Hocus Pocus 2 shot and missed for the legacy of the original



The poster for Hocus Pocus 2, the sequel to Hocus Pocus that came after almost thirty years.

Never in my life, prior to this weekend, had I watched Hocus Pocus. Despite being a very popular movie that came out almost thirty years ago, it never interested me. I had no idea what it was about or who was in it, and I never cared to look until I found out about its new sequel.

When a movie gets a sequel after 29 years, it draws my attention. There were only two thoughts that came to mind: either the movie was so amazing that it will have a fantastic sequel, or it was a money-grabbing reboot that would let me down.

After binge-watching Hocus Pocus and Hocus Pocus 2 right after one another, I would have to say that I am a bit disappointed.

Before I dive into Hocus Pocus 2, I’ll give a quick recap on what happened in the original movie. Hocus Pocus opens with the three Sanderson sisters—Winifred (Bette Midler), Mary (Kathy Najimy), and Sarah (Sarah Jessica Parker)—in Salem, Massachusetts, circa 1693. The sisters are making potions to suck the lives out of children to stay young and are discovered as witches. They are then put to death by hanging. Flash forward 300 years, and Max Dennison (Omri Katz) has just moved to 1993 Salem. On Halloween, accompanied by his sister Dani (Thora Birch) and classmate Allison (Vinessa Shaw), Max brings the witches back to life until dawn unless they suck the souls of more children. This group, along with the soul of 17th-century Salem resident Thackery Binx (Sean Murray) in cat form, intervene against the witches before dawn so they cannot live forever. 

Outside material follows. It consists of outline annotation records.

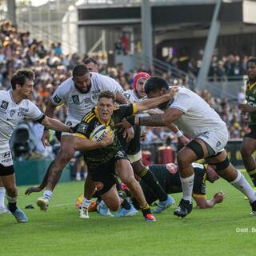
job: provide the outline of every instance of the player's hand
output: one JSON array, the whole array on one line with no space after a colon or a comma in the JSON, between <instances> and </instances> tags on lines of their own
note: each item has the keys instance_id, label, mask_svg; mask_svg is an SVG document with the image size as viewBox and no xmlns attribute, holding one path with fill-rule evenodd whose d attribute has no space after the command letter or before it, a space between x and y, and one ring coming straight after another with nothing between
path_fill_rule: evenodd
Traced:
<instances>
[{"instance_id":1,"label":"player's hand","mask_svg":"<svg viewBox=\"0 0 256 256\"><path fill-rule=\"evenodd\" d=\"M43 134L41 139L44 147L46 147L46 146L50 146L49 139L50 139L50 131L49 130L45 130L43 131Z\"/></svg>"},{"instance_id":2,"label":"player's hand","mask_svg":"<svg viewBox=\"0 0 256 256\"><path fill-rule=\"evenodd\" d=\"M31 193L34 192L40 192L42 190L42 188L41 188L39 186L30 186L26 189L25 191L25 194L30 195Z\"/></svg>"},{"instance_id":3,"label":"player's hand","mask_svg":"<svg viewBox=\"0 0 256 256\"><path fill-rule=\"evenodd\" d=\"M120 132L122 132L124 129L129 129L133 126L126 118L123 118L117 124L117 126L119 126L121 128Z\"/></svg>"},{"instance_id":4,"label":"player's hand","mask_svg":"<svg viewBox=\"0 0 256 256\"><path fill-rule=\"evenodd\" d=\"M107 146L113 143L114 142L114 134L106 134L103 139L100 142L102 145L102 146Z\"/></svg>"},{"instance_id":5,"label":"player's hand","mask_svg":"<svg viewBox=\"0 0 256 256\"><path fill-rule=\"evenodd\" d=\"M141 142L145 142L146 139L146 131L143 130L141 135Z\"/></svg>"},{"instance_id":6,"label":"player's hand","mask_svg":"<svg viewBox=\"0 0 256 256\"><path fill-rule=\"evenodd\" d=\"M185 146L186 145L190 142L190 140L188 138L186 138L185 135L180 137L178 140L183 146Z\"/></svg>"},{"instance_id":7,"label":"player's hand","mask_svg":"<svg viewBox=\"0 0 256 256\"><path fill-rule=\"evenodd\" d=\"M250 106L249 104L239 104L238 105L239 110L242 110L242 113L252 113L255 111L255 108L254 106Z\"/></svg>"},{"instance_id":8,"label":"player's hand","mask_svg":"<svg viewBox=\"0 0 256 256\"><path fill-rule=\"evenodd\" d=\"M129 142L134 138L134 127L126 128L122 132L123 138L126 138L126 141Z\"/></svg>"},{"instance_id":9,"label":"player's hand","mask_svg":"<svg viewBox=\"0 0 256 256\"><path fill-rule=\"evenodd\" d=\"M214 198L215 199L216 203L220 203L225 198L225 193L223 193L222 191L218 191L214 195Z\"/></svg>"},{"instance_id":10,"label":"player's hand","mask_svg":"<svg viewBox=\"0 0 256 256\"><path fill-rule=\"evenodd\" d=\"M168 91L167 94L170 97L170 99L173 98L176 94L178 92L178 86L172 86Z\"/></svg>"}]
</instances>

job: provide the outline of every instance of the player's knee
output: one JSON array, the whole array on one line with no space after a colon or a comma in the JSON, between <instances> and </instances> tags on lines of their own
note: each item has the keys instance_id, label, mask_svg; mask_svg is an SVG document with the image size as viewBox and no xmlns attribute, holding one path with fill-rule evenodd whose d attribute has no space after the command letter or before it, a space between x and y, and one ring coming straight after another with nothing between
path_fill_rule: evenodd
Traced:
<instances>
[{"instance_id":1,"label":"player's knee","mask_svg":"<svg viewBox=\"0 0 256 256\"><path fill-rule=\"evenodd\" d=\"M69 162L74 156L74 151L72 149L61 148L60 159L62 161Z\"/></svg>"},{"instance_id":2,"label":"player's knee","mask_svg":"<svg viewBox=\"0 0 256 256\"><path fill-rule=\"evenodd\" d=\"M16 198L18 196L18 190L15 186L10 186L6 187L6 194L12 197Z\"/></svg>"},{"instance_id":3,"label":"player's knee","mask_svg":"<svg viewBox=\"0 0 256 256\"><path fill-rule=\"evenodd\" d=\"M111 211L117 211L120 208L120 202L112 201L107 204L107 206Z\"/></svg>"},{"instance_id":4,"label":"player's knee","mask_svg":"<svg viewBox=\"0 0 256 256\"><path fill-rule=\"evenodd\" d=\"M180 152L177 155L177 162L178 167L182 169L191 164L192 162L190 161L189 158L186 158L182 152Z\"/></svg>"},{"instance_id":5,"label":"player's knee","mask_svg":"<svg viewBox=\"0 0 256 256\"><path fill-rule=\"evenodd\" d=\"M244 146L242 146L241 149L241 155L242 158L246 158L248 156L250 156L252 152L253 152L252 150Z\"/></svg>"}]
</instances>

There were only two thoughts that came to mind: either the movie was so amazing that it will have a fantastic sequel or that it was a money-grabbing reboot that would let me down.

After watching this, I expected Hocus Pocus 2 to involve the Sanderson sisters being brought back to life again, but I also thought Allison, Max, and Dani would play a role in the plot. Contrary to my ideas, they were not in the movie at all.

Instead, Hocus Pocus 2 focused on a new group of three: Cassie Traske (Lilia Buckingham), Becca (Whitney Peak), and Izzy (Belissa Escobedo). The trio has been doing the same birthday ritual for Becca on Halloween for years; for the first time, Cassie isn’t a part of it. When Becca and Izzy head to the woods, they bring a black-flamed candle gifted to them by the magic store owner Gilbert, played by Sam Richardson. Upon lighting the candle, the ground splits open, and the Sanderson sisters are back once more.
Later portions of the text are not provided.